La señorita Torres cambió la conversación, dirigiéndose a Sara y Verónica:

Ese amiguito vuestro es un muchacho muy simpático…

Petra, encaramada en el armario del comedor, aplaudió, como casi siempre que se mencionaba al menor de los Medina.

—¡Oh, sí! —exclamó Sara—. Y terriblemente listo, aunque una no se dé cuenta hasta conocerle un poco, porque tiene la manía de las grandes palabras y las frases altisonantes y a veces aporrea la Gramática. Pero es muy gracioso.

—El típico y repelente repipi —comentó Eugenia.

La señorita Torres la amonestó suavemente por la poca caridad de sus juicios.

Cuando salieron de la casona, terminada la comida y ya lavada la vajilla, se encontraron con ocho tiendas armadas, en apariencia perfectas.
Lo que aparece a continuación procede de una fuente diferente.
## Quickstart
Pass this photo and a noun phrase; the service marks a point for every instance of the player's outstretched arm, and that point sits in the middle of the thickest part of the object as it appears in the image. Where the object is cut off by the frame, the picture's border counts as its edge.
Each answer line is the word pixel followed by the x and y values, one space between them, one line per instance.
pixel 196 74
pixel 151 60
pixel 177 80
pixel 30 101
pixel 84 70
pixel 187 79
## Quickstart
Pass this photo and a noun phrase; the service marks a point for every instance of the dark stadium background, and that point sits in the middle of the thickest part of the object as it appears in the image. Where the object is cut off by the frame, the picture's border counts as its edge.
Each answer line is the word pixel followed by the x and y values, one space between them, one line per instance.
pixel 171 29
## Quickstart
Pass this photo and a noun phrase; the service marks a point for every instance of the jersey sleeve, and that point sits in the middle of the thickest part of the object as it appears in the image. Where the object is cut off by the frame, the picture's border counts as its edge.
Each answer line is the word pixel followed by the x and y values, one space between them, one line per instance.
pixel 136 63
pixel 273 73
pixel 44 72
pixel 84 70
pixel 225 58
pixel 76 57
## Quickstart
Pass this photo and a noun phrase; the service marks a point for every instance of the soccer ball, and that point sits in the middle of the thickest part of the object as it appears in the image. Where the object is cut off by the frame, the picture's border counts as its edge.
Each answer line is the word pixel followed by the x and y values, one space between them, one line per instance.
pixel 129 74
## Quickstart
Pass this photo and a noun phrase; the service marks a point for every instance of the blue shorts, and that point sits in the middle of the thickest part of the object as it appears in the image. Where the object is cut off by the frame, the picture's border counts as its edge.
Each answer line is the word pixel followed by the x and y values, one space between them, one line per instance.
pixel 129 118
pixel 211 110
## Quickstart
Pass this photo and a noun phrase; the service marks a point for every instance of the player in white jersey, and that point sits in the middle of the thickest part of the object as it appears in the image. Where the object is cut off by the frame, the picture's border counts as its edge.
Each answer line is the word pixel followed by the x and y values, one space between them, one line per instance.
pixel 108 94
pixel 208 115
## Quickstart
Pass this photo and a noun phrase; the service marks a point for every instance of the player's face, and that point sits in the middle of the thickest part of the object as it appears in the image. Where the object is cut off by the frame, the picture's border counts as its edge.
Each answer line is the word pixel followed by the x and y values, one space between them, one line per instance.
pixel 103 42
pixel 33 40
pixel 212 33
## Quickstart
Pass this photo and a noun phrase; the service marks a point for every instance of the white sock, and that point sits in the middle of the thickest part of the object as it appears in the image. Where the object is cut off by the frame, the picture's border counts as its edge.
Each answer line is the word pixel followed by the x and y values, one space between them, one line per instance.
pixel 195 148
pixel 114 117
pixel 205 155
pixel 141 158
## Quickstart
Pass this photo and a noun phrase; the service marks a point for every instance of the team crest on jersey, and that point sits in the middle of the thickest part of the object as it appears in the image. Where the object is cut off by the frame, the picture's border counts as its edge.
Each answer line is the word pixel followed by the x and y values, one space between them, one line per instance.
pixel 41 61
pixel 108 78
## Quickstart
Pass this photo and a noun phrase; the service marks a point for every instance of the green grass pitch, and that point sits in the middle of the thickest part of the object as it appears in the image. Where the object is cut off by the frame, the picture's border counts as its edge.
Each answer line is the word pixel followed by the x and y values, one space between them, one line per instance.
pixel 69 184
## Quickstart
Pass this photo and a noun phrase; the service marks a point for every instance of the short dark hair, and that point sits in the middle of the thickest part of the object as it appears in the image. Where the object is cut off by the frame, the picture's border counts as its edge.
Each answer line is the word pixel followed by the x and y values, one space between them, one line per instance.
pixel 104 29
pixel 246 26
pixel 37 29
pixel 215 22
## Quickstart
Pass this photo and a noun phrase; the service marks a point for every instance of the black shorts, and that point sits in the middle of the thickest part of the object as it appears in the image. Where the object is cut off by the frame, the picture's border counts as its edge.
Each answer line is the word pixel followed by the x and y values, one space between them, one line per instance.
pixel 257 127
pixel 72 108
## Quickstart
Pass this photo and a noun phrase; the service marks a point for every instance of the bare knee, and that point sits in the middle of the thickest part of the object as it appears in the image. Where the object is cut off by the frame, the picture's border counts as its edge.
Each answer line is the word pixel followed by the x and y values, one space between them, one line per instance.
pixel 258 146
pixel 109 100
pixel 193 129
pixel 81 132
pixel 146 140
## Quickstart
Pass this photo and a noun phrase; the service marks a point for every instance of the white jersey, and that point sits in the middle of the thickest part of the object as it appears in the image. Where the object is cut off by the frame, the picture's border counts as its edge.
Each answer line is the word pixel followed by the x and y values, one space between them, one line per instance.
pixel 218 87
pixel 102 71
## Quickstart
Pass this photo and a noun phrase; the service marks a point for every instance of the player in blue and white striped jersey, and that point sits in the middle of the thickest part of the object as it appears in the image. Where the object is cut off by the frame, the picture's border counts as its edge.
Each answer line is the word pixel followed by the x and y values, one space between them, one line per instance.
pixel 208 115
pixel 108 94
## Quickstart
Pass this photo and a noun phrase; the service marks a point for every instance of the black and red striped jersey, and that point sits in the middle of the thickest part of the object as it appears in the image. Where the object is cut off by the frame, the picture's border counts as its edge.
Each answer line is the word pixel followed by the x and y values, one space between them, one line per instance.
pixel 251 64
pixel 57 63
También descubrieron un camión blindado ante el Parador, del cual estaban descargando unas cajas. Pero esto no les interesaba demasiado, especialmente cuando el señor Bello se dirigía hacia ellas con sonrisa radiante.

—Mis chicos se han portado —explicó—. El campamento está listo para funcionar y, además, nos ha dado tiempo de comer.

—¿No pasarán frío? —preguntó la señorita Torres.

Oscar, algo entrometido, se ocupó de responder:

—¡No, qué va! Podremos encender hogueras. Yo soy el director de hogueras y éstos los «atizafuegos» —señalaba a dos chiquillos más bajos que él, aunque seguramente tendrían su edad, que enrojecieron de placer, sin duda por el alto honor de que habían sido investidos.

Como la señorita Torres alabara aquel reparto de funciones entre los acampados, Oscar añadió:

—También he sido nombrado director de sanidad, no sé si me entienden: debo evitar que haya porquerías en el campamento y estos otros dos muchachos son los encargados de realizar el trabajo.

—¡Se ve que vales mucho! —se admiró bondadosamente la señorita Torres.

—También soy director de aguas y he nombrado a otros dos ayudantes que se encargarán de traer al campamento toda la que haga falta —explicó el chico, alzándose sobre los talones.

—¡Pues qué bien! —exclamó Eugenia—. Te vas a dar la gran vida con tanto ayudante.

Andrés Bello explicó que era conveniente permitir que los alumnos se responsabilizaran.

—Ellos lo hacen del mejor grado y yo no intervengo para nada en el reparto de cargos: es cosa de ellos —concluyó.